Мы в Остафьеве поджидаем Карамзиных, которые должны были выехать из Ревеля 25-го; в Петербурге станут искать дом на зиму. Сердце замирает за первые впечатления его при виде Остафьева, Каподистрия в Петербурге. Я читал его прекрасное письмо к Александру Булгакову: он, кажется, душевно доволен своим приездом и приветствием. Что делает Жуковский в Париже? Вот русского судьба! Были в Париже Авдотья Сильвестровна Небольсина, Василий Петрович Титов, Василий Андреевич Жуковский, а меня не было, да и верно не будет; а не то не было бы у нас морозов летом, оттепелей зимою, пословицы: «Не суйся, середа, прежде четверга», Петра Великого и Михайла Трофимовича Каченовского, роговой музыки и фишетки Бартеневой и того, и другого, и третьего, и десятого. Будь я в Париже, и не бывай в нем Небольсяпа и Жуковский, и вся Россия сделалась бы андер-фигур нона комедия. Я, не видавший Парижа и умерший, как Моисей, не зревший обетованной земли, – одна из необходимостей старого завета нашего. А продолжения впредь мне не дождаться и Парижа не видать, вот те Христос: я в этом уверен, Жуковский, посмотри на него за меня хорошенько вдоль и поперек, спереди и сзади. – Сохрани свято и ненарушимо натуральный запах парижский и окури меня им, мой благодетель! – Тургенев, сделай милость, если это письмо застанет тебя еще в Париже, прочти ее morceau écrit de veuve графине Бобринской и Гагариной и переведи, чего они не поймут, по-русски: это потешит их.

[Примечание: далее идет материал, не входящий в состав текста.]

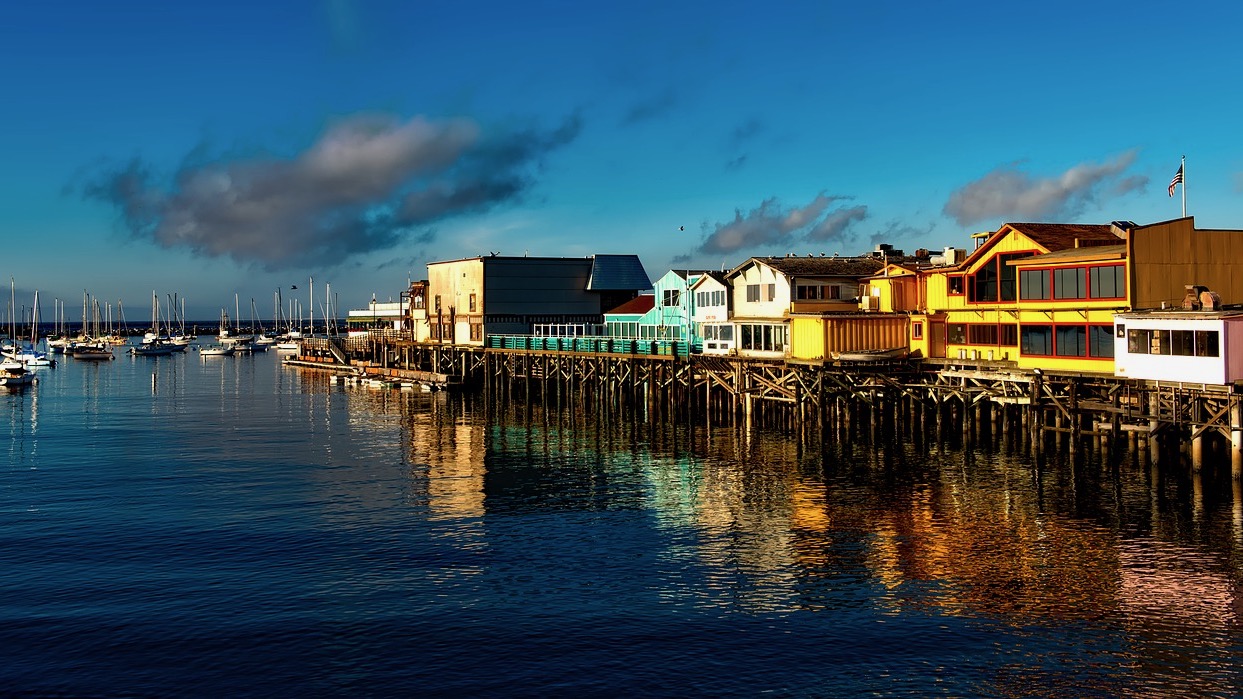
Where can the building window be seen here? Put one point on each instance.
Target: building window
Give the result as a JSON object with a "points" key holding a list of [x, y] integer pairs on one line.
{"points": [[1100, 341], [1206, 343], [982, 285], [1070, 341], [1108, 282], [981, 333], [1069, 282], [956, 333], [762, 337], [1036, 340], [996, 280], [1034, 285]]}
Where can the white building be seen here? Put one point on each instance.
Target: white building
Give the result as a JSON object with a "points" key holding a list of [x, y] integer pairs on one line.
{"points": [[711, 312], [1180, 346]]}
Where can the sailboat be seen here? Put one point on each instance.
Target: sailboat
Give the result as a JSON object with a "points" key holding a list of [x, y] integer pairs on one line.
{"points": [[14, 374], [154, 342], [25, 355]]}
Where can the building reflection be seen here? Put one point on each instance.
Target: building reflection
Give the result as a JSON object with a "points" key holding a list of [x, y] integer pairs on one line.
{"points": [[771, 526]]}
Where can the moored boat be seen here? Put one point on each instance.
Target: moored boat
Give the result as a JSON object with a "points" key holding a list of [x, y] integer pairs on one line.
{"points": [[14, 374], [91, 351], [874, 355]]}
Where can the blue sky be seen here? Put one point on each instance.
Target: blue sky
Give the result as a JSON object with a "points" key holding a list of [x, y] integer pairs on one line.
{"points": [[236, 148]]}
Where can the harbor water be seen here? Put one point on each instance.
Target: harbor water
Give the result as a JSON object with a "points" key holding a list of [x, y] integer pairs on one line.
{"points": [[229, 526]]}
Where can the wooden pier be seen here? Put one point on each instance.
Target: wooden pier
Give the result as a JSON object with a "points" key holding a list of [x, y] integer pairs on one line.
{"points": [[1052, 411]]}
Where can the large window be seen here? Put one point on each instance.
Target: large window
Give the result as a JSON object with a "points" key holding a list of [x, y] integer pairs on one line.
{"points": [[956, 333], [981, 333], [1178, 342], [1095, 341], [1100, 341], [1034, 284], [1036, 340], [1070, 341], [1108, 282], [996, 280], [1069, 282], [766, 337]]}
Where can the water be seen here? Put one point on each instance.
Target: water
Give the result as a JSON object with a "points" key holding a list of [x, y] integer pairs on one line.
{"points": [[229, 526]]}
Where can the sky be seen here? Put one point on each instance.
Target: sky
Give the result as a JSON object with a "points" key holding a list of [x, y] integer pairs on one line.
{"points": [[234, 151]]}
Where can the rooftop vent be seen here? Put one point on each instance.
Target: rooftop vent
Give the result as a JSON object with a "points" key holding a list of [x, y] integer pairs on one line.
{"points": [[1192, 300]]}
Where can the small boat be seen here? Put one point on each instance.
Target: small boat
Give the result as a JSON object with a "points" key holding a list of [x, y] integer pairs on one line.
{"points": [[91, 351], [154, 348], [14, 374], [874, 355]]}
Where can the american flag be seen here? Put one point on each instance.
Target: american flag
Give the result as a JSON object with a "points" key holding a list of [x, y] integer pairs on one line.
{"points": [[1176, 180]]}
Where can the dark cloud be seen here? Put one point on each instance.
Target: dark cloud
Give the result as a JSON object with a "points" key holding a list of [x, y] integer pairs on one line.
{"points": [[776, 226], [898, 230], [1011, 194], [368, 183]]}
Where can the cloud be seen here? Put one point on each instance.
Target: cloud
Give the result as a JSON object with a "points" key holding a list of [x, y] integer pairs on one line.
{"points": [[834, 225], [367, 183], [1011, 194], [776, 226]]}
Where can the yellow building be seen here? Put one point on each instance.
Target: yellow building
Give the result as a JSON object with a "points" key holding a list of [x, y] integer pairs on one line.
{"points": [[822, 337], [1037, 295]]}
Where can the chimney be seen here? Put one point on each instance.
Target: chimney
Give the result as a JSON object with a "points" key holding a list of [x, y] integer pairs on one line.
{"points": [[1191, 301]]}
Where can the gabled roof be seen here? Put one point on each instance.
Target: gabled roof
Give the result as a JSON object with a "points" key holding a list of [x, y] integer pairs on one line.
{"points": [[1060, 236], [618, 273], [637, 306], [1049, 236], [719, 276], [816, 266], [1074, 255]]}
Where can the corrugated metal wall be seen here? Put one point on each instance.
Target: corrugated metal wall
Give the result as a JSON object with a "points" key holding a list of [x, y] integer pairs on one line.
{"points": [[827, 337]]}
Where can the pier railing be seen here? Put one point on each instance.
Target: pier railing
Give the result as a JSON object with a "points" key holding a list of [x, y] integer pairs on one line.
{"points": [[592, 345]]}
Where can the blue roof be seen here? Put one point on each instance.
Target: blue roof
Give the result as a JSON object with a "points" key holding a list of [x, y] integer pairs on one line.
{"points": [[618, 273]]}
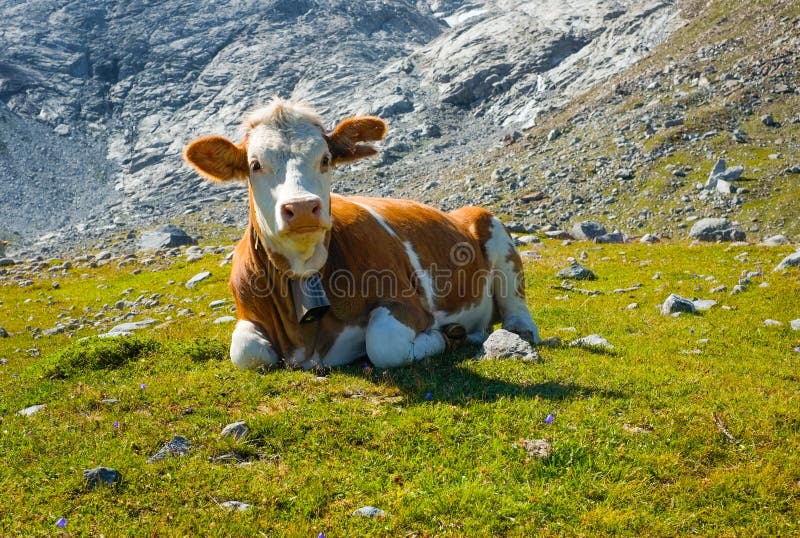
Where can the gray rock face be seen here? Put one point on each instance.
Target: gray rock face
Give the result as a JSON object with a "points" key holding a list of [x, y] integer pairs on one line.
{"points": [[716, 229], [503, 344], [167, 236], [177, 446], [675, 303], [792, 260], [587, 230], [116, 90], [576, 271], [196, 279], [101, 475]]}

Простите, мои милые! Пишите ко мне, ради самого Создателя: и годному, и негодному для печати буду доволен. Мой дружеский поклон брату. Каков он? Ломоносика не холмогорской породы выдери за меня за виски: он ничего ко мне не присылает. Свечиной мое сердечное почтение. Не забудьте мне сыскать корреспондента парижского для «Телеграфа», разумеется, за деньги: Геро, или кого другого. Я писал тебе в двух письмах об этом и довольно подробно. Надеюсь, что ты получил их, также табак и чай, посланные на имя Ломоносика через m-me Latreille. Александр Пушкин поехал в Петербург, Кажется, сам еще не знает, что из себя сделает. Я и рецензии твоей или ответа на рецензию не получал. Написанное тобою мне о Карамзине и биография Козлова будет напечатано на днях. Простите, друзья, дальние и близкие!


Приписка С. П. Жихарева.

7-го июня.

Я писал к вам, мои милые: писал о неудачной посылке денег, об их возвращении, о приказания моем отдать их без умничанья Стиглицу и отправить таким же образом, как и первые. Не сердитесь на меня за жесткость письма моего: оно писано в минуту самую для меня неприятную, в пылу справедливого гнева и негодования. К счастию моему, что все поправить можно без дальних убытков или, лучше, с выигрышем, ибо курс далеко лучше, нежели был.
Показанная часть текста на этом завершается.